La cour retient donc de l’ensemble de ces éléments que l’employeur justifie du caractère sérieux de sa recherche de reclassement, opérée conformément aux dispositions précitées, et de l’impossibilité dans laquelle il s’est trouvé de procéder au reclassement du salarié.
Monsieur [W] [E] soutient également l’irrégularité de la consultation des délégués du personnel, avertis la veille de la réunion et sans ordre du jour ni information communiquée préalablement.
La loi n’impose aucun formalisme pour la convocation ou le recueil de l’avis des délégués du personnel, l’employeur étant toutefois tenu de les consulter utilement, en les mettant en mesure de donner leur avis en toute connaissance de cause de la situation professionnelle et médicale du salarié déclaré inapte et des recherches de reclassement effectuées par l’employeur.
Il résulte de la feuille de présence à la réunion des délégués du personnel du 19 novembre 2014 et du cahier des délégués du personnel produits en pièces 16 et 17 par l’employeur que les délégués du personnel ont rendu leur avis après que leur ont été présentés les 4 postes de reclassement proposés et le refus du médecin du travail.
La cour retient donc que la consultation des délégués du personnel a été régulière.
La cour confirme en conséquence le jugement déféré en ce qu’il a débouté Monsieur [W] [E] de ses demandes en reconnaissance d’un licenciement dépourvu de cause réelle et sérieuse et indemnitaires afférentes.
II-Sur les autres demandes
Aux termes de l’article L1226-4 du code du travail, lorsqu’à l’issue d’un délai d’un mois à compter de la date de l’examen médical de reprise, le salarié déclaré inapte n’est pas reclassé dans l’entreprise ou s’il n’est pas licencié, l’employeur lui verse, dès l’expiration de ce délai, le salaire correspondant à l’emploi qu’il occupait avant la suspension de son contrat de travail.
L’employeur invoque la prescription de la demande, formée pour la première fois par voie de conclusions le 6 juin 2019. Le salarié ne répond rien sur ce point.
Selon l’article L3245-1 du code du travail, l’action en paiement ou en répétition de salaire se prescrit par trois ans à compter du jour où celui qui l’exerce a connu ou aurait dû connaître les faits lui permettant de l’exercer.
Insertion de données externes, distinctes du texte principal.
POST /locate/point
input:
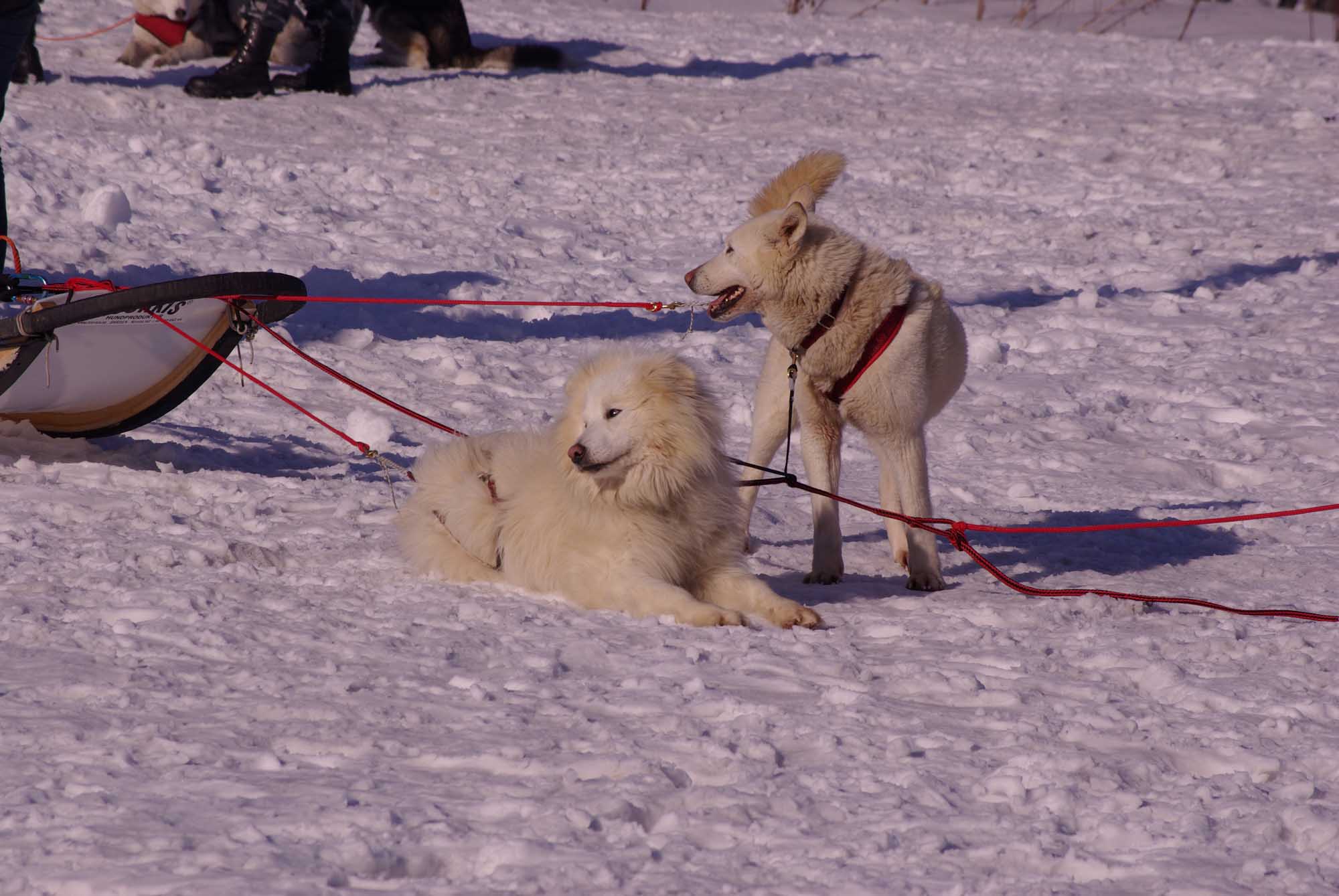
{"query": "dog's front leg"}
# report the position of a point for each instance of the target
(647, 597)
(820, 446)
(738, 589)
(191, 48)
(771, 415)
(904, 487)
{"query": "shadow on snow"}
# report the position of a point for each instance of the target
(1233, 276)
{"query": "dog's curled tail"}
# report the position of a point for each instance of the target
(819, 171)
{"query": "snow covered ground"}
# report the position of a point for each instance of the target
(216, 679)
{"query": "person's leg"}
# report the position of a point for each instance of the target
(15, 28)
(29, 68)
(333, 25)
(248, 71)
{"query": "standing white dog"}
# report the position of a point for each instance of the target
(626, 503)
(875, 343)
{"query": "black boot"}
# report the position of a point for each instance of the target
(248, 71)
(329, 72)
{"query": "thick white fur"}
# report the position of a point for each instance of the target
(216, 29)
(792, 266)
(647, 523)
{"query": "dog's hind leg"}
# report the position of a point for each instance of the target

La demande peut porter sur les sommes dues au titre des trois dernières années à compter de ce jour ou, lorsque le contrat de travail est rompu, sur les sommes dues au titre des trois années précédant la rupture.
Le délai de prescription de l’action court à compter de la date d’exigibilité du salaire, soit celle de la date habituelle du paiement du salaire en vigueur dans l’entreprise.
Le salarié invoque une obligation de l’employeur de reprise de paiement de son salaire à compter du 22 novembre 2014, dont le paiement aurait alors dû intervenir le 10 du mois suivant au vu des bulletins de paie versés au débat. Le salarié connaissait donc le fait lui permettant d’exercer son droit le 10 de chaque mois N+1 pour le salaire du mois N.
L’action engagée par Monsieur [W] [E] le 6 juin 2019 est donc prescrite.
Au vu de la solution donnée au litige, la cour confirme le jugement déféré en ce qu’il a condamné Monsieur [W] [E] aux dépens de première instance et y ajoutant le condamne à ceux d’appel.
Au vu de l’équité, la cour confirme le jugement déféré en ce qu’il a dit n’ay avoir lieu à condamnation au titre de l’article 700 du code de procédure civile, et y ajoutant déboute de même la SAS [3] de sa demande au titre des frais irrépétibles engagés en cause d’appel.
PAR CES MOTIFS
La cour, statuant publiquement par mise à disposition au greffe et par arrêt contradictoire,
Dit prescrite la demande de Monsieur [W] [E] en rappel de salaire et indemnitaire y afférant ;
Confirme le jugement du conseil de prud’hommes d’Aix-en-Provence du 3 mars 2022 en toutes ses dispositions soumises à la cour ;
Y ajoutant,
Déboute la SAS [3] de sa demande au titre des frais irrépétibles engagés en cause d’appel ;
Condamne Monsieur [W] [E] aux dépens d’appel.